On Sunday 06 October 2002 09:57 pm, Michael G Schwern wrote:
> On Sun, Oct 06, 2002 at 01:49:26AM -0400, Noah White wrote:
> > >OTOH, Java interfaces have a loophole which is considered a design
> > >mistake.
> > >An interface can declare some parts of the interface optional and then
> > >implementors can decide if they want to implement it or not.  The
> > >upshot
> > >being that if you use a subclass in Java you can't rely on the optional
> > >parts being there.
> >
> > Say what?!? I don't think so. If a JAVA class which implements an
> > interface does not declare all of the methods of the interface then
> > that class will be abstract and you won't be able to instantiate a
> > concrete instance of it. You are guaranteed that any concrete instance
> > of a class which implements an interface will contain ALL methods
> > defined by the interface.
>

[snip]

>
> It is possible in Java to declare methods to be an "optional operation".
> This means the subclass may or may not implement that method and if you try
> to use an unimplemented method an UnsupportedOperationException is thrown.
>
> Effectively, this means that for every optional method you want to use,
> you've got to wrap it in a try block to catch the
> UnsupportedOperationException, recover and try to do something else if it's
> not there.  Makes using an optional operation complicated and error prone.

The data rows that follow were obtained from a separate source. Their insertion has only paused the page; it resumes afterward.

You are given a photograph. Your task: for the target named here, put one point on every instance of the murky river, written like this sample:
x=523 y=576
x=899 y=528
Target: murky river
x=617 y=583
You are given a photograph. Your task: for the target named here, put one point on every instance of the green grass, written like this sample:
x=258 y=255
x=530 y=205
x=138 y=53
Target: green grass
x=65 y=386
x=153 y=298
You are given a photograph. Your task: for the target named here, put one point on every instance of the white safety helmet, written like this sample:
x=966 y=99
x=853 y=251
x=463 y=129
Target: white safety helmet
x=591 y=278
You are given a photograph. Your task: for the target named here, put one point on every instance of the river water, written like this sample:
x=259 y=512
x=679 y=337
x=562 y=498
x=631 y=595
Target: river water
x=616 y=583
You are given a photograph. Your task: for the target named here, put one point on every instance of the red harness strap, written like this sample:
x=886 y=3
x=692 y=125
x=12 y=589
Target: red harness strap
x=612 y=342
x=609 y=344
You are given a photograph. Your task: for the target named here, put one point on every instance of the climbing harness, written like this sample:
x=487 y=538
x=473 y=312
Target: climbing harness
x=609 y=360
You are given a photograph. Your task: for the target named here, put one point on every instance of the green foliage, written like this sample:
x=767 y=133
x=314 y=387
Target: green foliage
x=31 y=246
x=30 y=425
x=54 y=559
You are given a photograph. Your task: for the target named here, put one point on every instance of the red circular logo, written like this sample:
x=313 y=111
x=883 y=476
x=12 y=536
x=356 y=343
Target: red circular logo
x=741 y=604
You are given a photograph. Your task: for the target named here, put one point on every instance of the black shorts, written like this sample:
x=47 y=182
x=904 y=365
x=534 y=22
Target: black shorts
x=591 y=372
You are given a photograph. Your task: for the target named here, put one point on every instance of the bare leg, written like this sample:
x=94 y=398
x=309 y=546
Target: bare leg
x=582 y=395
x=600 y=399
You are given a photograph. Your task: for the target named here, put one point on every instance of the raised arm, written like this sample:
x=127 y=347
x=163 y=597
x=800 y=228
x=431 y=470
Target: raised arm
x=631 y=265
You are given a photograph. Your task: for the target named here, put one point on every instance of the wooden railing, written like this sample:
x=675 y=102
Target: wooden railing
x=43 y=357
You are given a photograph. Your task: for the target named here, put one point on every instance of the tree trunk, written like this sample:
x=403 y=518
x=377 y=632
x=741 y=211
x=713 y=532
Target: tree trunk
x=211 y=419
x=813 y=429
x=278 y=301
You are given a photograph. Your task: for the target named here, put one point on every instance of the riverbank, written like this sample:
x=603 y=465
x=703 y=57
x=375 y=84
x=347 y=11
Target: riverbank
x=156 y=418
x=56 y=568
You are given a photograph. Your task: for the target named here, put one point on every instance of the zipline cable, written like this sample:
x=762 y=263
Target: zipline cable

To be clear, UnsupportedOperationException is a subclass of RuntimeException, 
and therefore one is not required to wrap a try around methods that throw it.

>
> In effect, an optional interface is declaring "this method may or may not
> exist" which ain't that useful.
>
> I can't find the syntax or this or when it was introduced, might be 1.2,
> but I see it mentioned in the Collection API and tutorial docs:
>
> http://java.sun.com/docs/books/tutorial/collections/interfaces/collection.h
>tml
>
>     The Collection interface is shown below:
>     public interface Collection {
>         // Basic Operations
>         int size();
>         boolean isEmpty();
>         boolean contains(Object element);
>         boolean add(Object element);    // Optional
>         boolean remove(Object element); // Optional
>         Iterator iterator();
>

I think there may be some confusion here. In java, there's no special syntax 
to declare a method an optional part of the interface. All concrete classes 
that implement the Collection interface still must define full-bodied 
C<add(Object element)> methods. It just so happens that by convention some 
classes simply throw an UnsupportedOperationException, perhaps like so:

public class MyStaticCollection implements Collection {
  ...
  public boolean add (Object element) {
    throw new UnsupportedOperationException("add not supported");
  }
  ...
}

This is really no different than the following from Tie::Handle:

sub READ {
    my $pkg = ref $_[0];
    croak "$pkg doesn't define a READ method";
}

No special syntax, just convention enforced by the method implementations.